There you go - you have a codebase that you can come back to at any time and understand - or let a competent developer loose upon without being hugely embarrassed. \o/

Moving to subversion

Thursday, November 2nd, 2006

At webgains we’re finally making the move from CVS to Subversion now and it seems to have a whole lot of benefits with it - cheap (time and space) branching is by far the biggest improvement - suddenly merging branches doesn’t seem like such a daunting task anymore. This move comes at a time when we’re preparing the system for internationalisation, so having a smoother version control (and with it, better deployment management) is going to be a big help.

There are a number of things you can do with your version control to make sure that your teams development and deployment goes as smoothly as possible:

Keep a stable release branch, and work on an unstable trunk
If your developers can commit to the trunk, without fear of messing up the live system, then they will be able to commit more often. If they can commit more often thier work is backed up to the repository, and the team will have to deal with less conflicts. If you have a stable build of the site/software on a branch, then you can merge the selected changes to it in order to do a release, rather than upload the bleeding edge trunk straight to the live system.

Have a staging ‘test’ area to test a release before it is put on the stable branch.
This means keeping a copy of your software or site somewhere that people dont make changes to - its not a sandbox development area, its a test environment as close as you can get to the live system where you can test and benchmark your stuff before the code goes live.

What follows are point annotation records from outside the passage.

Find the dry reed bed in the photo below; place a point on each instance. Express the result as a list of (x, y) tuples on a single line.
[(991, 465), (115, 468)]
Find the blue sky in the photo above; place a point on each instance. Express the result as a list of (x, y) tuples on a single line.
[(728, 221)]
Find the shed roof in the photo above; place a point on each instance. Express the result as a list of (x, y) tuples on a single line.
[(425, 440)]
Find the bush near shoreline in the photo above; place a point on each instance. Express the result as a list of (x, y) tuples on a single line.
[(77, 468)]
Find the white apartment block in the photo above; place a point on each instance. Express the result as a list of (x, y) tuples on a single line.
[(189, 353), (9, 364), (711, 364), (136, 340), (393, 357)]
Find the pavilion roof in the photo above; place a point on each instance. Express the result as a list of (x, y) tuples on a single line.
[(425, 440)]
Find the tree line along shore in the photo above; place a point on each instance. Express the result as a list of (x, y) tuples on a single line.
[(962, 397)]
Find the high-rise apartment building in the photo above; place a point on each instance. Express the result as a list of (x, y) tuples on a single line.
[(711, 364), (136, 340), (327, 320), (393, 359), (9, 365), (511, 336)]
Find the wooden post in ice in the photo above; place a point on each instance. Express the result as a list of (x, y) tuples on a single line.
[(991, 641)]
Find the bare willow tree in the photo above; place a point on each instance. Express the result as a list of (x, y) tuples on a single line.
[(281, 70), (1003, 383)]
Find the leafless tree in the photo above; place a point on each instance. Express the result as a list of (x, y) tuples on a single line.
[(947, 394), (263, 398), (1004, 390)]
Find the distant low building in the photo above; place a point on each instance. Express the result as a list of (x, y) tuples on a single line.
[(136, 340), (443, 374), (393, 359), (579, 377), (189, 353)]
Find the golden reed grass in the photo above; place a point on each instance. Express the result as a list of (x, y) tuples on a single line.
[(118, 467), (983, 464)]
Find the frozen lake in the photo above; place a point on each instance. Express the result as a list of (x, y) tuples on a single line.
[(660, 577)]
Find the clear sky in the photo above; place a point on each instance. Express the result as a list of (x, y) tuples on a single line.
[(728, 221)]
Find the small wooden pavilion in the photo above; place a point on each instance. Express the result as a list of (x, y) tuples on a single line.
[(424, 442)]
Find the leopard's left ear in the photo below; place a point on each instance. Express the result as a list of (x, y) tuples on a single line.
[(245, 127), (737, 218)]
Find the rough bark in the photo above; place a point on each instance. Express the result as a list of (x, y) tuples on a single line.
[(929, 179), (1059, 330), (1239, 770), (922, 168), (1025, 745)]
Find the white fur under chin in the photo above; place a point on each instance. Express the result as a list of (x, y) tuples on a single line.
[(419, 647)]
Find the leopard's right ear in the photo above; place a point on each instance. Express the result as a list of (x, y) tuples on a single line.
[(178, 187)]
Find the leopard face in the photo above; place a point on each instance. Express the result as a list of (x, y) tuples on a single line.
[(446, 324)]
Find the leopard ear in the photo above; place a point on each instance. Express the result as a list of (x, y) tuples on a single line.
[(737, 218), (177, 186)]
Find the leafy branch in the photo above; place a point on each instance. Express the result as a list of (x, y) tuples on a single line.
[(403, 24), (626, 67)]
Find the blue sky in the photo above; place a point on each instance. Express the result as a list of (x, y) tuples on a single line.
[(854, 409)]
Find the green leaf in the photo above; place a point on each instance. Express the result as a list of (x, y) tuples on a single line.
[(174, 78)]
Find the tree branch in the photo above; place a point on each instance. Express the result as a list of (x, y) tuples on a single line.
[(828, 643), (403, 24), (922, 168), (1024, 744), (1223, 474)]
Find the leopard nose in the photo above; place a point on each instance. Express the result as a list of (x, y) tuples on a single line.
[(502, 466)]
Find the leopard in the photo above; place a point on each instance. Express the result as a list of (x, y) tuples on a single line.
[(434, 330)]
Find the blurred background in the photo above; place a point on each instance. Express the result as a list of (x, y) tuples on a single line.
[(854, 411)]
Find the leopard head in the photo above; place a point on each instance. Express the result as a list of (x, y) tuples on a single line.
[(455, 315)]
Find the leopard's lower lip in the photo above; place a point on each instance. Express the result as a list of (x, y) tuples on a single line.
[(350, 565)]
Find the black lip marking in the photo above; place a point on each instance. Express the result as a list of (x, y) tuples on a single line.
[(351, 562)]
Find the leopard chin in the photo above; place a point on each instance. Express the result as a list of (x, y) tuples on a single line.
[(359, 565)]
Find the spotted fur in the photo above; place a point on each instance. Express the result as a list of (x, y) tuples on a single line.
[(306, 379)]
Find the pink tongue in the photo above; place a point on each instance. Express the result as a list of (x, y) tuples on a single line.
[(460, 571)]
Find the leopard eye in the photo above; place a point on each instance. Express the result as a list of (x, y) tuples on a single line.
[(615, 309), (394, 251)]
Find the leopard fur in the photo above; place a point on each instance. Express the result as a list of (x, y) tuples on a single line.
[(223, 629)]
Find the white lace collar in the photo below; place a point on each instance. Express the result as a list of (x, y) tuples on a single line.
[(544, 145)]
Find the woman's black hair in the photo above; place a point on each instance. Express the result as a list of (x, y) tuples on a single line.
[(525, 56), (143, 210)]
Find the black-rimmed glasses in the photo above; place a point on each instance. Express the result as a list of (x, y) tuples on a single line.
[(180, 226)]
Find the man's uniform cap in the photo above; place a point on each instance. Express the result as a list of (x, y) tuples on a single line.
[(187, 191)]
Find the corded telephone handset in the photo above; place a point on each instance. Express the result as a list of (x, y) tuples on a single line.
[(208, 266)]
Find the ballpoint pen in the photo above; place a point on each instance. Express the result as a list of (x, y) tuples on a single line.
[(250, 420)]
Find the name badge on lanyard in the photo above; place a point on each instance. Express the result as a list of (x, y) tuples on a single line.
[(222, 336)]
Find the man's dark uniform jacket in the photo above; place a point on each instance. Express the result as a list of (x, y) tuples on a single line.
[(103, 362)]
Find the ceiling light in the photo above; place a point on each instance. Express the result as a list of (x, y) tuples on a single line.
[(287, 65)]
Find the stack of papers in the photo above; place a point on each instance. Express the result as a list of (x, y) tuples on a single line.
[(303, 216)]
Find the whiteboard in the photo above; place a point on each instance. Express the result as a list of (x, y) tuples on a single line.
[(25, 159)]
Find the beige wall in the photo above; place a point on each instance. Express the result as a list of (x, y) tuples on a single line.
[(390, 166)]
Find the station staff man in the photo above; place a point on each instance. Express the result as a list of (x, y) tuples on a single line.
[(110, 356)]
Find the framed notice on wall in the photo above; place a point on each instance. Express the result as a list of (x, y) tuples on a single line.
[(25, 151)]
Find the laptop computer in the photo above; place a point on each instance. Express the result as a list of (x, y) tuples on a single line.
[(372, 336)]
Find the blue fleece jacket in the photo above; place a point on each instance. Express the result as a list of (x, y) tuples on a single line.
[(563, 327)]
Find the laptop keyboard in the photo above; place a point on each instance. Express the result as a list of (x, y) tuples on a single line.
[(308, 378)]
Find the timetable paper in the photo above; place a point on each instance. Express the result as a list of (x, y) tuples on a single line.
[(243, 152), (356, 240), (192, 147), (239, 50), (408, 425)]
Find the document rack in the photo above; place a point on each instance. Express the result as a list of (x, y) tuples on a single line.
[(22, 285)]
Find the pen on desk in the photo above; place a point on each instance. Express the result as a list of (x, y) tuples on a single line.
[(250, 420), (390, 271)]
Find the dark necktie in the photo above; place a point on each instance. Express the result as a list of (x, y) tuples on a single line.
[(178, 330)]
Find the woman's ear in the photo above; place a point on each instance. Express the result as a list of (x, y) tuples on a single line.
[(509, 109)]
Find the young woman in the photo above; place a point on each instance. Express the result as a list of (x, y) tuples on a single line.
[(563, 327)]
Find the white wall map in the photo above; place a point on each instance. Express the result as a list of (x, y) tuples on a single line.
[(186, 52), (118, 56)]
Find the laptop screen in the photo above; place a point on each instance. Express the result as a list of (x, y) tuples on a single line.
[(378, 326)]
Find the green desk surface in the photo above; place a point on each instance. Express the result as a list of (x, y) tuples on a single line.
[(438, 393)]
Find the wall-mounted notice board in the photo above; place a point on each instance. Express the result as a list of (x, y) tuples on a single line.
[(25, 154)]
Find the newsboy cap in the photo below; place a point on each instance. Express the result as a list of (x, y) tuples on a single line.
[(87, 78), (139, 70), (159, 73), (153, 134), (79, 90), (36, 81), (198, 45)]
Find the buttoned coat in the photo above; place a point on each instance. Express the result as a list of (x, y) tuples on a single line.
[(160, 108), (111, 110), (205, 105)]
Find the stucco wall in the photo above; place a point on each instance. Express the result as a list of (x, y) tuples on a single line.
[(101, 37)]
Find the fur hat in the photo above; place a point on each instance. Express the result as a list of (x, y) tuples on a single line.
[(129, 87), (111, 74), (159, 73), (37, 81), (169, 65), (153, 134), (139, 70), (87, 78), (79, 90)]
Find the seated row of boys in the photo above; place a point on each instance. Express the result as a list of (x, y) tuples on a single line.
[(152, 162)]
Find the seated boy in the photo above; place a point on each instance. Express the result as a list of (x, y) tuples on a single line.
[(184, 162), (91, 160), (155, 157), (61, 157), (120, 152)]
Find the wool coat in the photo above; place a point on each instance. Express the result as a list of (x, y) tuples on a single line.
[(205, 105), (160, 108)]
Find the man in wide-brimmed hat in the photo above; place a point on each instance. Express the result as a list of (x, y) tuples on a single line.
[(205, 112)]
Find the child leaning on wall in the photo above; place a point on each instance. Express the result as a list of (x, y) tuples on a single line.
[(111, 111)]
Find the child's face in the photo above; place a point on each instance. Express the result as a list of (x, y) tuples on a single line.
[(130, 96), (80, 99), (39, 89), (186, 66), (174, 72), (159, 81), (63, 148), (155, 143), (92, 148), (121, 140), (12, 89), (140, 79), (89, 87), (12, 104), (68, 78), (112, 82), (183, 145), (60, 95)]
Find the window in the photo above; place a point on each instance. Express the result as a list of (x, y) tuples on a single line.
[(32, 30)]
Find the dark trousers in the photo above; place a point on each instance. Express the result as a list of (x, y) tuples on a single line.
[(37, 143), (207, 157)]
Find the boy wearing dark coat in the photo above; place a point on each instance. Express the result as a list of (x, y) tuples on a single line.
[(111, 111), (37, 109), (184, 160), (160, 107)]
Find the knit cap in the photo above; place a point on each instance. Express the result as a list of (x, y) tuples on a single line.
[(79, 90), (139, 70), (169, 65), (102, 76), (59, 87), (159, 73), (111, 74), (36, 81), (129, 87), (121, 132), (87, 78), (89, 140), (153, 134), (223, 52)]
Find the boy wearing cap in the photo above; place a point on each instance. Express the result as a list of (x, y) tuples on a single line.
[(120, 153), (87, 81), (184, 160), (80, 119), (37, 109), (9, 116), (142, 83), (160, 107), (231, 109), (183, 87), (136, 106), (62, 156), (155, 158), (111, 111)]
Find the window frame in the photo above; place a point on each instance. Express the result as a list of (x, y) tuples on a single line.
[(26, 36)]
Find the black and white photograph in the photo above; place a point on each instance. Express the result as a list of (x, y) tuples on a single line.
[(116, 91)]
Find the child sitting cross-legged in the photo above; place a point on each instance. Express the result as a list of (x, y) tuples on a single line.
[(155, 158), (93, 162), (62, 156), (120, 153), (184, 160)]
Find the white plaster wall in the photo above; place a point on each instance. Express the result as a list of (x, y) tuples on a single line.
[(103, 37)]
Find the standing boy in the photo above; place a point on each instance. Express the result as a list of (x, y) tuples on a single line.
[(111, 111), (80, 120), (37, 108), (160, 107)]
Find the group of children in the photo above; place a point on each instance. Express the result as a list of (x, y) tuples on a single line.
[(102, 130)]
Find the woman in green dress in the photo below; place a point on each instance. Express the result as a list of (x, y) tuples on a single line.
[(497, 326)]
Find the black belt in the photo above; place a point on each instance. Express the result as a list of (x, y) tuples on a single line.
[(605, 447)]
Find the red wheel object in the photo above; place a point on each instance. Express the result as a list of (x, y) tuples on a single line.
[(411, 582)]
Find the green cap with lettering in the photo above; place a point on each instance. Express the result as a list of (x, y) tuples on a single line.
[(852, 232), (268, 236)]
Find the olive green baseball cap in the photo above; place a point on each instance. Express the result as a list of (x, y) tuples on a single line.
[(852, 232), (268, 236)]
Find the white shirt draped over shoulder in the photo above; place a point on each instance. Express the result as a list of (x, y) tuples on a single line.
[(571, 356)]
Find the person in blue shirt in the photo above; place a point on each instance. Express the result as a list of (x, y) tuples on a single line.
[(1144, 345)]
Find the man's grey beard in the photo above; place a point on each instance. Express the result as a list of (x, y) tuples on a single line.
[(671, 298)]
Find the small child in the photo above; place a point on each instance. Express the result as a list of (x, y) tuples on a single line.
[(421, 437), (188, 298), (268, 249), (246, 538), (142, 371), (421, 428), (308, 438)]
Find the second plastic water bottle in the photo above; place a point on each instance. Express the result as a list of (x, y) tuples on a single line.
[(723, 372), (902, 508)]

Review code before it is commited to the testing branch
Once the code is in a testing or live environment, its too late to refactor or rewrite code, so a code review isn’t all that useful here. Review _before_ it is merged to the live or testing branch, because this is the best opportunity you have before its sitting on a live website being tested for real. Dont look at code reviews as a huge formal organisational administrative thing that you’d love to have the time in your team to do - it doesn’t need to be more than another developer looking through the code, making some notes and informally talking through it with the coder.

Have a release number
It can seem strange to have release numbers for an in house website or other similar projects, where there is no distributed application, and it can be difficult to apply some of the principles of software engineering to a project like that - it tends to grow organically and features and bugs are introduced on an ad hoc basis. This isn’t always a bad thing, but the bigger your project becomes, and the more developers you have working on it - the harder it will be to manage well. Having a release or version number makes a website build/maintanance seem a bit more like a software development - and makes it easier to see how to apply software engineering principles (like version control, code reviews, unit testing and software modelling) to your project.

Obviously these all take a bit of dicipline and hard work, but thats what being a good developer is all about.